Der im vorliegenden Fall maßgebende Höchstbetrag der zugunsten des Antragsgegners zu begründenden Anwartschaften ist in der Beschwerde zutreffend mit 111,83 € errechnet. Die Ehezeit (01.06.1985 bis 30.06.2000) betrug insgesamt 181 Monate, sodass die auf die Ehezeit bezogene Gesamtversorgung nach Durchführung des Versorgungsausgleichs 30,1667 Entgeltpunkte nicht überschreiten darf (181 : 6). Da der Antragsgegner nach der Auskunft der Deutschen Rentenversicherung Bund vom 26.04.2005 (Bl. 61 R GA) bereits selbst 13,8049 Entgeltpunkte in der Rentenversicherung (West) und 11,8326 Entgeltpunkte in der Rentenversicherung (Ost) erworben hat, verbleiben für den gesetzlichen Versorgungsausgleich nur noch 4,5292 Entgeltpunkte.
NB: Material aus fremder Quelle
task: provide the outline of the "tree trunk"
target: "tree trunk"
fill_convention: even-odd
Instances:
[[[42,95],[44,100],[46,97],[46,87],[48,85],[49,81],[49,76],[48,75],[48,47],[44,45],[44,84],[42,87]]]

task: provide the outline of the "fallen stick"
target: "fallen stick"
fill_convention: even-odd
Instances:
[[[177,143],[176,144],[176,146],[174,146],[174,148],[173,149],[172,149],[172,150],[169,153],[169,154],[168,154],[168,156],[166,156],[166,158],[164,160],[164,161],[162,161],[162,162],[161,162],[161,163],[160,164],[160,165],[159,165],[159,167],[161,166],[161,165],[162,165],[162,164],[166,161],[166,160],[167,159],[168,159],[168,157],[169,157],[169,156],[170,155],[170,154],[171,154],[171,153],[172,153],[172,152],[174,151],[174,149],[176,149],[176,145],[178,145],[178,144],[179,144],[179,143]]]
Multipliziert mit dem allgemeinen Rentenwert zum Ende der Ehezeit von 48,29 DM errechnet sich hieraus ein Höchstbetrag von 218,72 DM; das sind 111,83 €. Der restliche Ausgleich bleibt dem schuldrechtlichen Versorgungsausgleich vorbehalten (§ 1587f Nr. 2 BGB).
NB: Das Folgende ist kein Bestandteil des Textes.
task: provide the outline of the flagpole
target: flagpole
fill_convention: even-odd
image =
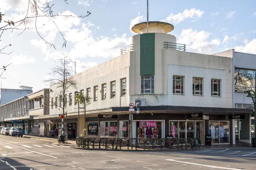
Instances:
[[[149,0],[147,0],[147,31],[149,33]]]

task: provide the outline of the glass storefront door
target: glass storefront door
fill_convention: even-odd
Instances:
[[[195,125],[196,122],[187,122],[187,138],[194,138],[195,137]]]
[[[186,122],[179,122],[179,138],[186,138]]]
Die Anordnung der Umrechnung in Entgeltpunkte folgt aus § 1587 b Abs. 6 BGB. Hierbei ist für die vom Familiengericht angeordnete Umrechnung des aktuellen Rentenwertes mit einem Angleichungsfaktor kein Raum. Eine solche Umrechnung findet nach § 3 Abs. 3 i.V.m. Abs. 2 Nr. 2 VAÜG nur statt, wenn der Ehegatte mit den werthöheren auszugleichenden Anrechten werthöhere angleichungsdynamische Anrechte als der andere Ehegatte hat und deshalb eine Umrechnung der zu übertragenden oder zu begründenden Rentenanwartschaften in Entgeltpunkte (Ost) zu erfolgen hat. Das ist hier jedoch nicht der Fall, weil die ausgleichspflichtige Antragstellerin nur über eine regeldynamische Anwartschaft verfügt.

Die Nebenentscheidungen beruhen auf §§ 21 GKG, 93 a ZPO, 49 GKG.